Preparing Data for Analysis

We are going to sort the data in random order, and then use the first 120 rows of data as training data and the last 30 as test data.

Go back to sheet Fisher's Iris Data
Add a new column and fill the column with Normal Random Numbers.
Select the newly added column. Right-click and select Sort Worksheet: Ascending from the shortcut menu.

Notes: Origin will generate different random data each time, and different data will result in different results.

In order to get the same results as shown in this tutorial, you could open the Tutorial Data.opj under the Samples folder, browse in the Project Explorer and navigate to the Discriminant Analysis (Pro Only) subfolder, then use the data from column (F) in the Fisher's Iris Data worksheet, which is a previously generated dataset of random numbers.

Run Discriminant Analysis

Select columns A through D.
Select Statistics: Multivariate Analysis: Discriminant Analysis to open the Discriminant Analysis dialog.
To set the first 120 rows of columns A through D as Training Data, click the triangle button next to Training Data, and then select Select Columns in the context menu.
In the Column Browser dialog, click the ... button in the lower panel. Set data range from 1 to 120. Click OK.
To set first 120 rows of Col(E) as Group for Training Data, click the triangle button next to Group for Training Data and select E(Y): Species in the context menu. Then click the Group for Training Data triangle button again, select Select Columns in the context menu, and set range from 1 to 120 with column browser. Click OK.
Select Predict Membership of Test Data check box. Click the Test Data interactive button . The dialog will "roll up". Select columns A through D in the worksheet. Click the button in the rolled up dialog to restore the dialog. Then click the triangle button to open Column Browser by selecting Select Columns in the context menu. Click ... button in lower panel, and set range from 121 through 150.
Click the Settings tab and select the Cross Validation check box. Click OK.

Cross-validation

Go to sheet Discriminant Analysis Report1. The Cross-validation Summary for Training Data table provides prediction error rate by classifying each case while leaving it out from the model calculations. However, this method is still more "optimistic" than subset validation.

Subset Validation

The Classification Summary for Test Data provide information that how the test data are classified.
On the worksheet Fisher's Iris Data, copy the last 30 rows (121 through 150) of Col(E): Species.
On the worksheet Test Result, add one column, Col(E), to the worksheet. Paste the copied values in the new column.
Add a new column, Col(F) to the worksheet, right click on it and select Set Column Values in the context menu.
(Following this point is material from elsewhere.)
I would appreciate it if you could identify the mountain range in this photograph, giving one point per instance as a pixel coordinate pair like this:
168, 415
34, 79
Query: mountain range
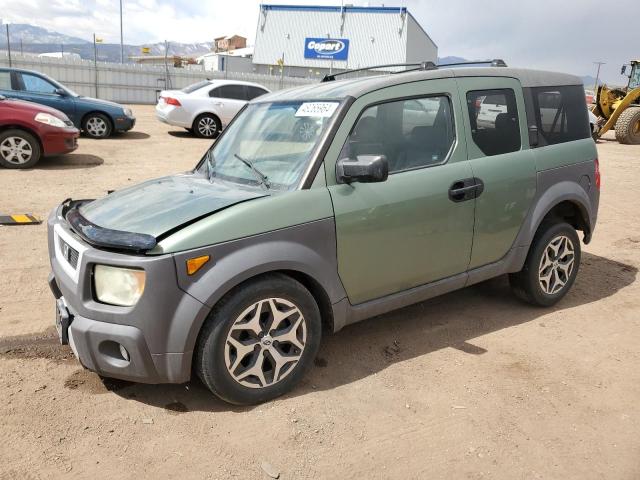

In the opened dialog, type Compare(col(A),col(E)) in the pop-up dialog and click OK.
None of 30 values is 0, it means the error rate the testing data is 0. Our discriminant model is pretty good.

Adjusting Prior Probabilities

Discriminant analysis assumes that prior probabilities of group membership are identifiable. If group population size is unequal, prior probabilities may differ. We can use Proportional to group size for the Prior Probabilities option in this case.

Go to sheet Discrim2, Prior row of the Error Rate table under Classification Summary for Training Data branch indicate the prior probabilities for membership in groups. It is assumed that a case is equally likely to be one of the three groups. Adjusting the prior probabilities according to the group size can improve the overall classification rate.
Click on the button and select Change Parameter from the context menu. Select Proportional to group size for Prior Probabilities radio box. Click OK button.
We can see the classification error rate is 2.50%, it is better than 2.63%, error rate with equal prior probabilities.